The FishAmerica Foundation will accept grant proposals through February 11, 2008. Grants of up to $50,000 each will be awarded in June 2008.
Eligible applicants include community-based nonprofit organizations, such as local sporting clubs and conservation associations, as well as state and local agencies. Applicants are encouraged to partner with NOAA staff in order to strengthen the development and implementation of sound restoration projects. The announcement and full grant package are available at www.fishamerica.org.
This year, FishAmerica and the NOAA Restoration Center are celebrating 10 years of partnering for fisheries habitat restoration.

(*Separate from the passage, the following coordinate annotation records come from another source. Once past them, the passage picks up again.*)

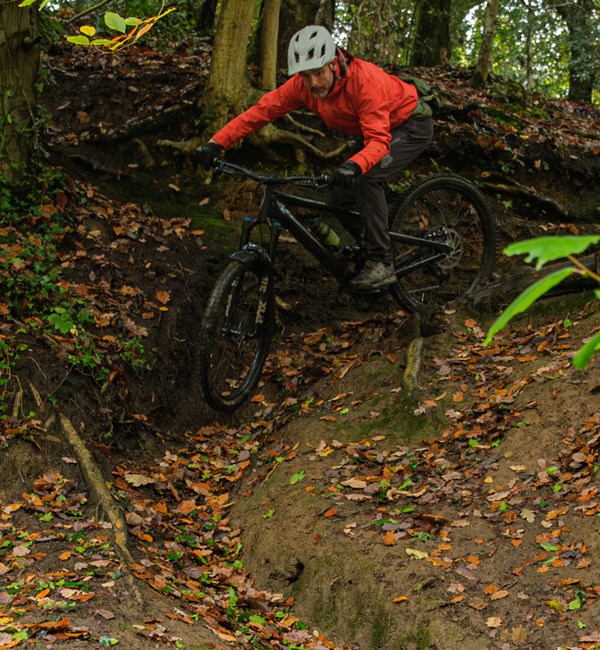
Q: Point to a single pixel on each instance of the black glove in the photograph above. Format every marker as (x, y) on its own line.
(205, 154)
(344, 175)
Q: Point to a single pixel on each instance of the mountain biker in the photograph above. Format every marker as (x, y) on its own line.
(357, 98)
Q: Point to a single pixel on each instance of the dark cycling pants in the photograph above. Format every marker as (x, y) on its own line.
(369, 194)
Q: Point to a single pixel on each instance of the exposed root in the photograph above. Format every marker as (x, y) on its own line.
(99, 492)
(414, 359)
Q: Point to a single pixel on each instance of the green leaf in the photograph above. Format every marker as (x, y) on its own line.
(297, 477)
(114, 21)
(79, 40)
(583, 357)
(548, 249)
(526, 299)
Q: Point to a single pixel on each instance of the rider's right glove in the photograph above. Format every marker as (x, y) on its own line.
(344, 175)
(205, 154)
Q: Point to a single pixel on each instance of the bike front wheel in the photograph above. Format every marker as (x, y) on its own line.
(450, 210)
(236, 334)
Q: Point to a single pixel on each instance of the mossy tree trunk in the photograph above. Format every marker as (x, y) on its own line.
(268, 44)
(19, 64)
(431, 43)
(484, 63)
(583, 34)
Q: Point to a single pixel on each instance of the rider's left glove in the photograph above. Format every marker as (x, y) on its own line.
(205, 154)
(344, 175)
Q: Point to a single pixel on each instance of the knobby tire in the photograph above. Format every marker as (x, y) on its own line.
(236, 334)
(450, 209)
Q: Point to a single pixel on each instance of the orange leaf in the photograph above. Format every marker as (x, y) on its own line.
(389, 539)
(185, 507)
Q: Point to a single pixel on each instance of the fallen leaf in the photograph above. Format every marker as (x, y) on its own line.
(400, 599)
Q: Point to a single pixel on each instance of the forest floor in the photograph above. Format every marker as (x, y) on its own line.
(337, 509)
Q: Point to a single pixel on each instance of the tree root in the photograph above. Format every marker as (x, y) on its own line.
(414, 359)
(511, 187)
(99, 492)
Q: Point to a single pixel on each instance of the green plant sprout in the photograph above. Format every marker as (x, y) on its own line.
(549, 249)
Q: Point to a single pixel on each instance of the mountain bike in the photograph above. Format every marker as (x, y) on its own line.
(444, 246)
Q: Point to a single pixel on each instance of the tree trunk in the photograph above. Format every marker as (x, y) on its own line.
(19, 63)
(431, 43)
(484, 64)
(228, 90)
(583, 32)
(268, 44)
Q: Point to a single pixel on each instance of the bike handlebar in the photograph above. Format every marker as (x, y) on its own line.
(319, 182)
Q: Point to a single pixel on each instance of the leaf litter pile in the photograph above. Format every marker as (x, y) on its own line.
(422, 498)
(482, 494)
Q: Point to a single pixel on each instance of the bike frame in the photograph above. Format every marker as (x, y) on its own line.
(275, 212)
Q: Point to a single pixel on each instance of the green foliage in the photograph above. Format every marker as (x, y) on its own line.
(35, 300)
(544, 250)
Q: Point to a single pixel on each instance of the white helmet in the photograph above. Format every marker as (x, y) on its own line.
(310, 48)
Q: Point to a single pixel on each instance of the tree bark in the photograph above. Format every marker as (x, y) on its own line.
(268, 44)
(583, 33)
(431, 43)
(19, 64)
(228, 90)
(484, 63)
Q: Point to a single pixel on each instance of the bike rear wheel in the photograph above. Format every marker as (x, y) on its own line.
(236, 334)
(447, 209)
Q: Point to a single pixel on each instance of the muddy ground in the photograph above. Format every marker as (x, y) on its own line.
(460, 511)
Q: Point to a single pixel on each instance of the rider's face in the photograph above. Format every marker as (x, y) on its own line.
(319, 81)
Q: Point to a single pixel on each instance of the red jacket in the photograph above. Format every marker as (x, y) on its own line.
(365, 102)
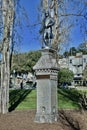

Since 1998, the partnership has awarded more than $5 million in grants in 25 states and has leveraged an additional $6.4 million in funds matched by local communities for a total of more than $11 million in restored fisheries habitat that is critical for marine and anadromous sportfish.
Successful projects funded through the 10-year partnership include:
- Restoration of fish passage and fisheries habitat in the Lower
Klamath watershed in California. - Restoration of mangrove fisheries habitat devastated by
Hurricane Charley in 2004, in the Charlotte Harbor Estuary of Southwest Florida. - Removal of the Ralph Stover Dam in the Delaware River Basin to
restore fish passage.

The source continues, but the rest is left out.